BT 201603 32 Investment
The main reason why so many people shy away from this boring but highly effective methodology is that it requires a fundamental change of mind set towards investing. It requires people to ignore the hype about individual companies and all-knowing money managers being able to consistently beat the market on their behalf. In order to do that they need to break the habit of thinking about getting rich quickly by day trading and instead simply letting their money, the markets and compounding dividend yields do the work for them.
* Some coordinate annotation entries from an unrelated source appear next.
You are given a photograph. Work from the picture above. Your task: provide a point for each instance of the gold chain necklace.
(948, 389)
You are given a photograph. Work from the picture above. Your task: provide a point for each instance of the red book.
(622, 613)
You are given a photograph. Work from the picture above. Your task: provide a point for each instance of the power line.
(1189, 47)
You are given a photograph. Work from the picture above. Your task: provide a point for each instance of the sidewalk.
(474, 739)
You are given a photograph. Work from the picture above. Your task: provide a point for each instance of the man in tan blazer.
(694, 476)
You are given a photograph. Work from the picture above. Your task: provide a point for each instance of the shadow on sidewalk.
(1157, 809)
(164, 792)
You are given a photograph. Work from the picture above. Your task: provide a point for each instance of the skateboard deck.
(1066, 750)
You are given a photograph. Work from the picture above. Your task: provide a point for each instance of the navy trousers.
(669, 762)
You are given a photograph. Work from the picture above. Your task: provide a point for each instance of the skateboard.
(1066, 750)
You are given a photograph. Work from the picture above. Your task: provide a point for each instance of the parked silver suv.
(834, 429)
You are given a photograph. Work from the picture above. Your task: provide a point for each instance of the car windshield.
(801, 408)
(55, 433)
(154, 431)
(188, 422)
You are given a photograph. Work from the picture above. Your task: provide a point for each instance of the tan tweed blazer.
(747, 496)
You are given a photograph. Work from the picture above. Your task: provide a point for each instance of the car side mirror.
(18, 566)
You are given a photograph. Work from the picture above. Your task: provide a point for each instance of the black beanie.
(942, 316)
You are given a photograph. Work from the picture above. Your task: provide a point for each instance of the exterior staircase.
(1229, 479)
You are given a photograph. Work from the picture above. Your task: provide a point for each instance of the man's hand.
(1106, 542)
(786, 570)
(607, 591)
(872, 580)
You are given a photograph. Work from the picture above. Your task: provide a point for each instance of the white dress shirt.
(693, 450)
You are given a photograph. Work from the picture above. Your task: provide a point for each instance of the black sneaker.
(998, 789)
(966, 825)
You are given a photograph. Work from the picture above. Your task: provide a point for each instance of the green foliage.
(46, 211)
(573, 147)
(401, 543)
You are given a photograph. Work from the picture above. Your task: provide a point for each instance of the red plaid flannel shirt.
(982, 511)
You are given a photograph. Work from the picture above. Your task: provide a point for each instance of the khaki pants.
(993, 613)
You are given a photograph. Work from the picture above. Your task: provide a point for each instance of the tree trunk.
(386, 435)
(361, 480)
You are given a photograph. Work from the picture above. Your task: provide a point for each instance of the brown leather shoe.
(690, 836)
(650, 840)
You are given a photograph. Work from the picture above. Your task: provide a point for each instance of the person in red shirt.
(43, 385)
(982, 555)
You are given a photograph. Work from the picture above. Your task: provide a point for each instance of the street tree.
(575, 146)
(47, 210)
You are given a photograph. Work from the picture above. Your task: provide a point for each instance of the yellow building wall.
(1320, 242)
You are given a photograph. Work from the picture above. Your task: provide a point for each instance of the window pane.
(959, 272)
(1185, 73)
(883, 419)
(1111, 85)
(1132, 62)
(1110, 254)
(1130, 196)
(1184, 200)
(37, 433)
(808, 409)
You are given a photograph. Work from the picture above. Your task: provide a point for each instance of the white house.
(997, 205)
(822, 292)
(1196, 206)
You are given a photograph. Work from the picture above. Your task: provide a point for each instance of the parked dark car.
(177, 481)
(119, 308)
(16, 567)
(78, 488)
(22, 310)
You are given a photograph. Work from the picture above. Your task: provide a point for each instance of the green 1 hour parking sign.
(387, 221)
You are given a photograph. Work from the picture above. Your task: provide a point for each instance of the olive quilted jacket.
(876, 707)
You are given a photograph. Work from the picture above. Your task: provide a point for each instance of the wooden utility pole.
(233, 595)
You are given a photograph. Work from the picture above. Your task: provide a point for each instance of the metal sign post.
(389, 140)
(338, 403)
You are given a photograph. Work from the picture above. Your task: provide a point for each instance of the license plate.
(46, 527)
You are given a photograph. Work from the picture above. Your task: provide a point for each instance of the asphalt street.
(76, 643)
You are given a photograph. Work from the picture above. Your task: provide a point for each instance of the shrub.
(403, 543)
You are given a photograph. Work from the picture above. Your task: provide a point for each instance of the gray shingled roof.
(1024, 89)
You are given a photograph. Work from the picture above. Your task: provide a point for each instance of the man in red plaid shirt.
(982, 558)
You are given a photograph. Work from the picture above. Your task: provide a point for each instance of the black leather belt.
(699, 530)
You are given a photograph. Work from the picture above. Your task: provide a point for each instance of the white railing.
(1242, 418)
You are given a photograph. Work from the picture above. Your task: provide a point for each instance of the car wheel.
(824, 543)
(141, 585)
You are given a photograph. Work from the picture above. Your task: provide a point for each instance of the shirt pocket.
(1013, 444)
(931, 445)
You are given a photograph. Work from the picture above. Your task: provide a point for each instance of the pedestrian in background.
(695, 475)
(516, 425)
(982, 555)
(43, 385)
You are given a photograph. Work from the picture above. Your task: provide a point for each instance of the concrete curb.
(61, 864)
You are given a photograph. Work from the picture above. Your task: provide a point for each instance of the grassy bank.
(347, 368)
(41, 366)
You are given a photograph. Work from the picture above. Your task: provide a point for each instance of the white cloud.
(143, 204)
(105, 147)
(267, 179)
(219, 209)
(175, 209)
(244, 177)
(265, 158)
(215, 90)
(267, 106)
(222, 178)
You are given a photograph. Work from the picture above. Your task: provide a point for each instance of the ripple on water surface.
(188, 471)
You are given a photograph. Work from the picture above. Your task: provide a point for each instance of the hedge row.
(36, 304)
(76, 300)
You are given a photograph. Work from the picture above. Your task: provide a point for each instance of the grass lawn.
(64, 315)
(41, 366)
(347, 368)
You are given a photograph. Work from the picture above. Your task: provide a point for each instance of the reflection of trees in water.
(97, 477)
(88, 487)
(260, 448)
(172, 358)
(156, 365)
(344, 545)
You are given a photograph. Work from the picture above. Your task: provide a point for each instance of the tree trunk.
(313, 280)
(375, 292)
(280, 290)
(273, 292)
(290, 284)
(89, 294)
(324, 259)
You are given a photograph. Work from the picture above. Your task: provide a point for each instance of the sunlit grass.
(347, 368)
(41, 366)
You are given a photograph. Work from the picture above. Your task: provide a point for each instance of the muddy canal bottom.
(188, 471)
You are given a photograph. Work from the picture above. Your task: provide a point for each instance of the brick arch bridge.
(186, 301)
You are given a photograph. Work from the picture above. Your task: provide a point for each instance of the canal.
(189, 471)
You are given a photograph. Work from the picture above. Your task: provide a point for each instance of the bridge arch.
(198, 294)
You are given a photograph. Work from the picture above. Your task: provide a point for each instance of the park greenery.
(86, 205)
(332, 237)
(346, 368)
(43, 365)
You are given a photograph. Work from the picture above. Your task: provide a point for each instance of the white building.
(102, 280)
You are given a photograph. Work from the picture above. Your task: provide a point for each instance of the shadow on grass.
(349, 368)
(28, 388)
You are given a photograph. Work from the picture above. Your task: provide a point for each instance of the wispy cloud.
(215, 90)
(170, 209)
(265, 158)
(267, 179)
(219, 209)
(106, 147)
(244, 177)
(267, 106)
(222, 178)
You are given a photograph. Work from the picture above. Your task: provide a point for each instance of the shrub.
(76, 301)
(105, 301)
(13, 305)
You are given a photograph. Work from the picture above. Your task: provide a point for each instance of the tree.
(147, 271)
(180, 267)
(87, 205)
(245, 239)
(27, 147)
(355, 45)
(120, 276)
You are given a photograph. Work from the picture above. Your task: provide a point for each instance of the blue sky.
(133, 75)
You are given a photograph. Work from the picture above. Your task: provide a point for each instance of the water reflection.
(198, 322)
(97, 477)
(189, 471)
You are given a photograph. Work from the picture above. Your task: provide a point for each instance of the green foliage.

As Warren Buffett, the greatest investor of all time explains: "the average individual investor who consistently saves over the course of their lifetime should just consistently buy low cost index funds and they will do very well over time". Moreover, he points out that "the last thing they should be doing is buying and selling stocks... they are simply not in that game and they should not be tricked into thinking that someone can tell them when to trade stocks".


As the old saying goes, good things come to those who wait. And when it comes to sensible long term investing, big money also comes to those who manage to keep their expenses down. The best way to do that of course is to avoid paying hefty annual charges on mutual funds and instead opt for some of the very low cost ETFs and index funds. That way we can get much more bang for our buck and far fewer headaches when the proverbial hits the fan from time to time.